Ein Ort. . .
- . . . vitaler Badekultur
„Im Sommer badet man in der Saale und im Winter badet man überhaupt nicht!“ 1
Vorherrschende Meinung in der halleschen Bürgerschaft Ende des 19. Jahrhunderts
Mit der rasanten Entwicklung der Industrie- und Universitätsstadt wuchs das Bedürfnis, auch im Winter zu baden. Zudem mussten die hygienischen Bedingungen in Anbetracht von Cholera- und Typhusepidemien dringend verbessert werden. Die meisten Wohnungen besaßen damals keine eigenen Bäder, so dass die Bürger das Stadtbad zu Hygienezwecken nutzten. Im Stadtbad standen den Hallensern neben den zwei großen Schwimmbecken auch ein römisch-irisches Bad sowie zwei Brause- und zwei Wannenbadabteilungen zur Verfügung. Streng nach Geschlecht und Erwerbsklassen getrennt. Im Eröffnungsjahr 1916 zählte das Stadtbad 131.029 Schwimmer und 83.089 Badebesucher2.
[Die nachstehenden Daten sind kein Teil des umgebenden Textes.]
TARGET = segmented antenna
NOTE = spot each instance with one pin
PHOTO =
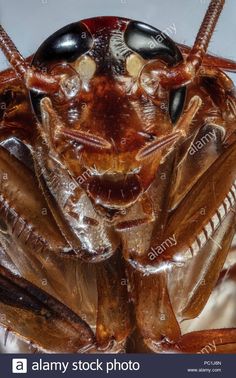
(33, 78)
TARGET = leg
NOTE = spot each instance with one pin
(114, 309)
(37, 317)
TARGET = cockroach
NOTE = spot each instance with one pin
(118, 188)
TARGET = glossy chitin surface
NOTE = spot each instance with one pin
(118, 211)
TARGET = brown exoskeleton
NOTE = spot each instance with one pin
(118, 188)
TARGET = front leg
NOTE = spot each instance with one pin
(39, 318)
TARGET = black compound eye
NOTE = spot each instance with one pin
(151, 43)
(64, 46)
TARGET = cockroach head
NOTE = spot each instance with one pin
(106, 112)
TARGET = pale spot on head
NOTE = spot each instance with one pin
(134, 64)
(86, 67)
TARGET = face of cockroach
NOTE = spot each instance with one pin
(108, 117)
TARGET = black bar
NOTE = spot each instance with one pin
(129, 365)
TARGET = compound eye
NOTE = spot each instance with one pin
(86, 67)
(70, 82)
(134, 65)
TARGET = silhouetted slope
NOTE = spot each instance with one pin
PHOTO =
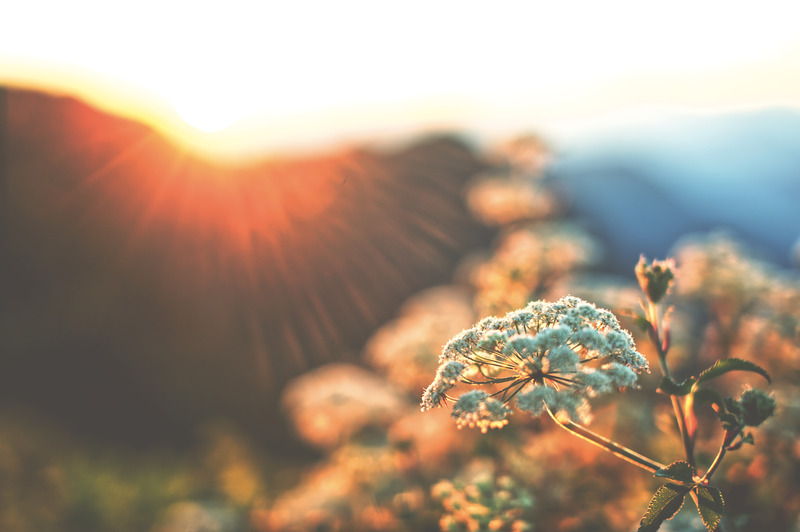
(147, 289)
(642, 189)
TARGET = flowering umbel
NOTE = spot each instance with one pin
(553, 355)
(655, 278)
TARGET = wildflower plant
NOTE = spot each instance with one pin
(554, 358)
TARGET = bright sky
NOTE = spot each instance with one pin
(280, 75)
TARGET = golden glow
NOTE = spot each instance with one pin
(274, 77)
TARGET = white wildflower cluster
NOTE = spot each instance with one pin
(553, 355)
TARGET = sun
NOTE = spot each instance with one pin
(205, 112)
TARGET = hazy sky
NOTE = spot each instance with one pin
(301, 72)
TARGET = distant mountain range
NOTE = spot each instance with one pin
(145, 288)
(642, 189)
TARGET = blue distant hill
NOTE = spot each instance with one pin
(642, 189)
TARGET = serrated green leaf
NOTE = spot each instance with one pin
(710, 505)
(707, 395)
(679, 471)
(731, 364)
(670, 387)
(665, 504)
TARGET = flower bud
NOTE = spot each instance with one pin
(656, 278)
(757, 406)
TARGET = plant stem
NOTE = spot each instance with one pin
(607, 445)
(677, 408)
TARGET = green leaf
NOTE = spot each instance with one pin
(731, 364)
(679, 471)
(669, 387)
(711, 506)
(707, 395)
(665, 504)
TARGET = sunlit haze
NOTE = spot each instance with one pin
(248, 76)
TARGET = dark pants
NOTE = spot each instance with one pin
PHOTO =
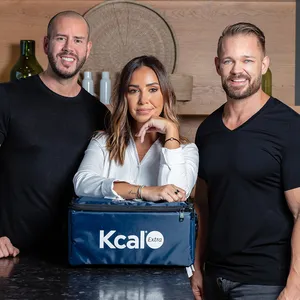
(222, 289)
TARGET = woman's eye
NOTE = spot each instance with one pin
(132, 91)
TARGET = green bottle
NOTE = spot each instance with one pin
(266, 82)
(27, 65)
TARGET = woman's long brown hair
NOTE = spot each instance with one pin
(120, 125)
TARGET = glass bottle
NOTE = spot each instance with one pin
(27, 65)
(105, 88)
(266, 82)
(87, 82)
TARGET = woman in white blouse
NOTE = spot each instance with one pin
(142, 155)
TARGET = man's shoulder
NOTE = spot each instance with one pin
(279, 106)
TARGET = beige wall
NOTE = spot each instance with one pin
(196, 26)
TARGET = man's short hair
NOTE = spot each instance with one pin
(244, 29)
(67, 13)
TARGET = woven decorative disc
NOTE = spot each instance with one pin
(122, 30)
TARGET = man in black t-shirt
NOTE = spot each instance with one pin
(46, 122)
(248, 190)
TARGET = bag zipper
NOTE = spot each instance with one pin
(129, 208)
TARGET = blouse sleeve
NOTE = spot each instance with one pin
(89, 179)
(179, 167)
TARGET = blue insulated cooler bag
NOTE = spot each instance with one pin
(105, 231)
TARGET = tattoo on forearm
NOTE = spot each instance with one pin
(131, 192)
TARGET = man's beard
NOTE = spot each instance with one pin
(62, 74)
(240, 94)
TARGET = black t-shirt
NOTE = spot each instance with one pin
(247, 171)
(43, 136)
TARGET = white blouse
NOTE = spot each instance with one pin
(160, 166)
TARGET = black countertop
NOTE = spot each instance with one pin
(32, 278)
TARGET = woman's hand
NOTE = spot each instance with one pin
(160, 125)
(169, 192)
(7, 248)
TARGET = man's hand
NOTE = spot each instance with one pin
(197, 285)
(7, 248)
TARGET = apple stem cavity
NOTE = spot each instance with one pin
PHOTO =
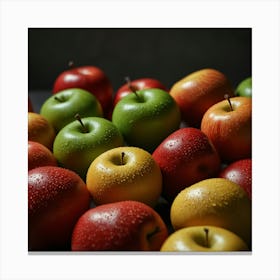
(58, 99)
(226, 96)
(132, 88)
(206, 230)
(78, 118)
(122, 158)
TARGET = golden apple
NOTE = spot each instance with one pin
(203, 238)
(217, 202)
(40, 130)
(124, 173)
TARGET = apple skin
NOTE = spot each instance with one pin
(240, 172)
(244, 88)
(216, 202)
(230, 131)
(40, 130)
(198, 91)
(147, 118)
(195, 239)
(119, 226)
(61, 108)
(185, 157)
(57, 197)
(39, 155)
(90, 78)
(137, 84)
(75, 149)
(124, 173)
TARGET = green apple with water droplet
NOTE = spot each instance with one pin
(124, 173)
(214, 202)
(61, 108)
(80, 142)
(146, 117)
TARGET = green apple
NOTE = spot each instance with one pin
(146, 117)
(61, 108)
(244, 88)
(203, 239)
(81, 141)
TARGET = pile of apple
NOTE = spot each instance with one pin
(144, 169)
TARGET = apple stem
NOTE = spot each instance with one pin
(226, 96)
(131, 87)
(78, 118)
(58, 99)
(122, 158)
(206, 230)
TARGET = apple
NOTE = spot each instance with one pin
(228, 124)
(78, 143)
(57, 197)
(40, 130)
(119, 226)
(61, 108)
(240, 172)
(135, 85)
(185, 157)
(244, 88)
(90, 78)
(124, 173)
(203, 239)
(146, 117)
(39, 155)
(214, 202)
(198, 91)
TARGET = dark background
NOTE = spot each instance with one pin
(167, 54)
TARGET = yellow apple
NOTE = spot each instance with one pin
(203, 238)
(40, 130)
(124, 173)
(217, 202)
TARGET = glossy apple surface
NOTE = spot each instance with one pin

Zehn Jahre später waren es schon 262.881 Schwimmer und 207.313 Badebesucher. Halle entwickelte sich in den 1930er Jahren zur Schwimmsporthochburg. Eine Zäsur erfuhr das Bad ab Anfang der 1950er Jahre. Die Nutzung der Wannen- und Brausebäder nahm kontinuierlich ab, weil viele Wohnungen inzwischen über eigene Bäder verfügten. Anfang der 1980er Jahre wurden ebendiese einer neuen Bestimmung übergeben – einem Lehrbetrieb für Friseure. Die Hauptzeiten der Schwimmhallen belegten nun vorrangig Vereine, das Schulschwimmen und der Lehrbetrieb.
1 Rive, Richard Robert: Lebenserinnerungen eines deutschen Oberbürgermeisters. Stuttgart: 1960.
2 Badebesucher sind die Besucher der Wannenabteilung.